The Interfering Substances were tested in a pooled normal human plasma (pNHP) according to CLSI guidelines EP7-A2. Commercially available substances were diluted in distilled water and spiked into pNHP. Interference tests were performed using spiked levels of albumin 5 g/dL, bicarbonate 130 mg/dL, bilirubin 15 mg/dL, cholesterol 250 mg/dL, creatinine 5 ng/mL, hemoglobin 20 g/dL. No interference was observed in spiked samples containing, triglycerides, cholesterol, bilirubin, and albumin. No interference was observed in pNHP.

A significant interference was detected with hemoglobin.

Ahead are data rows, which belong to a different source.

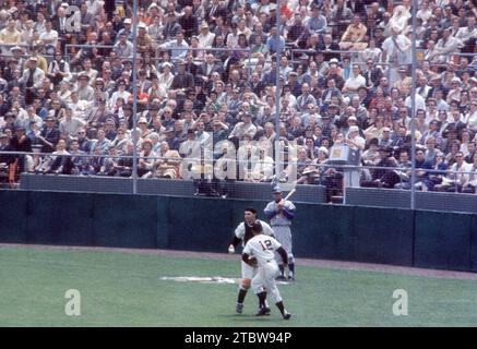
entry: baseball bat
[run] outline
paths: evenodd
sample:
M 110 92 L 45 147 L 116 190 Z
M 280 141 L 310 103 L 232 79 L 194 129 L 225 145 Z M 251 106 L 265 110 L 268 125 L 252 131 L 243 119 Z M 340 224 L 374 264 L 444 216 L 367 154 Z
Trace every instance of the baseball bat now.
M 288 193 L 288 195 L 285 196 L 284 201 L 287 201 L 288 198 L 290 198 L 291 195 L 295 194 L 296 191 L 297 191 L 296 188 L 291 189 L 290 192 Z

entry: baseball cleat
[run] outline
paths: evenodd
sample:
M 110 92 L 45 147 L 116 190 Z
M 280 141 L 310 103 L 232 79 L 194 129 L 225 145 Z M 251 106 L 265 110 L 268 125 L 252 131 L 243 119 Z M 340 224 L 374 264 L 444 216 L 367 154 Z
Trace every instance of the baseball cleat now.
M 237 306 L 236 306 L 235 311 L 237 313 L 241 314 L 242 311 L 243 311 L 243 304 L 242 303 L 237 303 Z
M 270 312 L 271 312 L 270 308 L 266 306 L 260 308 L 259 312 L 257 313 L 257 316 L 270 315 Z

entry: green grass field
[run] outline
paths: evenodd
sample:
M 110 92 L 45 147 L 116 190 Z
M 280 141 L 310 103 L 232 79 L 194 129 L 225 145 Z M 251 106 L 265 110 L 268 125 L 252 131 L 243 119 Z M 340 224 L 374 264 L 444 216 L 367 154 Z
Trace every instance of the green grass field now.
M 162 280 L 163 276 L 240 275 L 237 261 L 141 253 L 0 248 L 0 326 L 476 326 L 475 280 L 298 266 L 279 287 L 290 322 L 253 316 L 249 292 L 235 313 L 237 285 Z M 64 292 L 81 292 L 67 316 Z M 408 315 L 392 312 L 408 292 Z

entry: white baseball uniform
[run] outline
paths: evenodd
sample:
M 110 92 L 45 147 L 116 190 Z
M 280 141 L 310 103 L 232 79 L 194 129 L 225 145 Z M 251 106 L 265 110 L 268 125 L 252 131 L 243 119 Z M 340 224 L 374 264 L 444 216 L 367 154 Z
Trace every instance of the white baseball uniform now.
M 247 242 L 243 253 L 254 256 L 258 261 L 258 270 L 252 278 L 252 290 L 255 294 L 263 292 L 264 288 L 272 294 L 275 303 L 282 301 L 275 277 L 279 274 L 278 264 L 275 261 L 275 251 L 282 244 L 273 237 L 263 233 L 253 237 Z
M 278 204 L 274 201 L 270 202 L 265 209 L 265 216 L 270 218 L 270 224 L 273 228 L 274 236 L 279 243 L 283 244 L 284 250 L 287 252 L 288 262 L 294 263 L 294 253 L 293 253 L 293 243 L 291 243 L 291 219 L 287 217 L 283 212 L 277 213 Z M 294 214 L 295 205 L 293 202 L 285 200 L 284 206 L 287 212 Z M 277 256 L 277 261 L 281 261 L 279 256 Z

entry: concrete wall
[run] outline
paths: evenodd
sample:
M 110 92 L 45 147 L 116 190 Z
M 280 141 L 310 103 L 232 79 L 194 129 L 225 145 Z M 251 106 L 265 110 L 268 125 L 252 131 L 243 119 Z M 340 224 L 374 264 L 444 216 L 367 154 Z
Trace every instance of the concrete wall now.
M 225 252 L 265 201 L 0 191 L 0 242 Z M 477 270 L 477 216 L 297 204 L 298 257 Z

The NR2 peptide assay showed good within-run and total precision results. The lot-to-lot comparison showed excellent correlation, with a coefficient of 0.99. The NR2 peptide assay demonstrated analytical sensitivity of <0.18 µg/L and functional sensitivity of 0.23 µg/L at 20% CV. The method demonstrated to be linear from minimum to maximum NR2 peptide serum concentrations. The NR2 peptide assay showed no interference from elevated levels of protein, bicarbonate, bilirubin, cholesterol, creatinine. Significant interference was detected only with hemoglobin. NR2 peptide assay is a precise method for measurement of NR2 peptide (%CV<10%). There currently is no simple, rapidly available blood test that can assess the near- and long-term risks of transient ischemic attack (TIA) and stroke and distinguish them from the non-ischemic conditions that can mimic stroke. In conjunction with clinical assessment and brain imaging, these biomarkers may provide greater diagnostic certainty in the evaluation of patients presenting with stroke-like symptoms. The in vitro device (IVD) Gold Dot NR2 Peptide is a diagnostic test that identifies plasma NR2 peptide, a subtype of NMDA receptors. The Gold Dot NR2 Peptide test has the ability to diagnose near-term cerebrovascular events, transient ischemic attack (TIA) and acute ischemic stroke and distinguish it from intracerebral hemorrhage (ICH) and stroke mimics. Thus, this biomarker has the potential to save many lives. It can save hospitals money and time. Overall, this diagnostic tool can become the standard of care in the diagnosis of stroke.